21. The method of claim 3, wherein said pharmaceutical composition is administered to said patient following a primary cancer treatment, and said method is used to delay or prevent relapse of said cancer in said patient.

22. The method of claim 1, wherein said pharmaceutical composition is administered to said patient following a primary cancer treatment, and said method is used to prevent metastasis of said cancer in said patient.

23. The method of claim 2, wherein said cancer comprises a primary tumor that is resistant to said chemotherapeutic alkaloid.

24. The method of claim 1, further comprising co-administering to said patient an oligonucleotide agent.

25. The method of claim 1, wherein said disease is selected from the group consisting of age-related macular degeneration, diabetic retinopathy, rubeotic glaucoma, interstitial keratitis, retinopathy of prematurity, corneal graft failure, psoriasis, atherosclerosis, restenosis, chronic inflammation, rheumatoid arthritis, vasculopathies including hemangiomas and systemic vasculitis.

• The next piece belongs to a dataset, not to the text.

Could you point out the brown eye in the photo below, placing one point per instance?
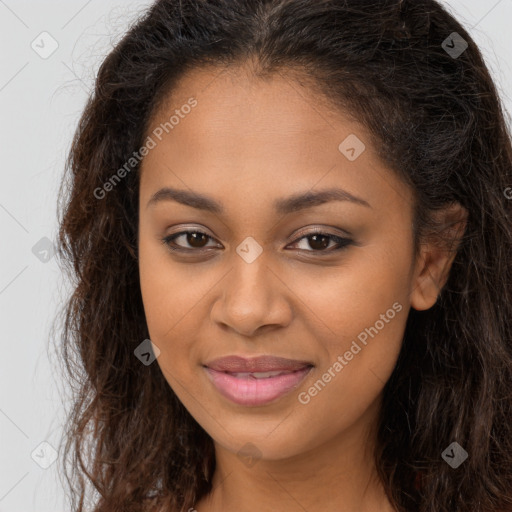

26. A method of treating a vincristine-resistant tumor in a mammal, said method comprising administering to said mammal a pharmaceutical composition comprising liposome-encapsulated vincristine, wherein said pharmaceutical composition is administered to said mammal at an average frequency of at least once every 7 days for a total period of at least 6 weeks.

27. A dosage form of liposome-encapsulated vincristine, said dosage form comprising less than 0.5 mg/m²of vincristine per dose.

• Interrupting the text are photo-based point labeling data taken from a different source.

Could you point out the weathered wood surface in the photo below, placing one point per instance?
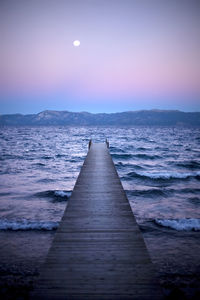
(98, 251)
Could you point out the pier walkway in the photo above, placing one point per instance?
(98, 251)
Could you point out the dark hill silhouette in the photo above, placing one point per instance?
(142, 117)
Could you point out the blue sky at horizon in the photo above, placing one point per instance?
(134, 54)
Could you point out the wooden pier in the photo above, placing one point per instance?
(98, 251)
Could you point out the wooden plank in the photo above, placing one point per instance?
(98, 251)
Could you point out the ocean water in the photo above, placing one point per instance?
(160, 171)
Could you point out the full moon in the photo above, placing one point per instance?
(76, 43)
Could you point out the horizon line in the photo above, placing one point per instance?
(95, 113)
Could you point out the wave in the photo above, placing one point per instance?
(57, 195)
(127, 165)
(147, 193)
(180, 224)
(188, 164)
(138, 155)
(121, 156)
(24, 225)
(147, 156)
(165, 175)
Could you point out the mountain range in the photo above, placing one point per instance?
(142, 117)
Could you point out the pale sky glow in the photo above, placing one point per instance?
(134, 54)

28. The dosage form of claim 27, wherein said vincristine is present at less than about 0.2 mg/m²per dose.

29. The dosage form of claim 27, wherein said vincristine is present at less than about 0.1 mg/m²per dose.

30. The dosage form of claim 27, wherein said liposome comprises sphingomyelin.

31. The method of claim 30, wherein said liposome further comprises cholesterol.

32. The method of claim 27, wherein said liposome comprises a PEG-lipid.

33. The method of claim 27, wherein said liposome comprises an ATTA-lipid.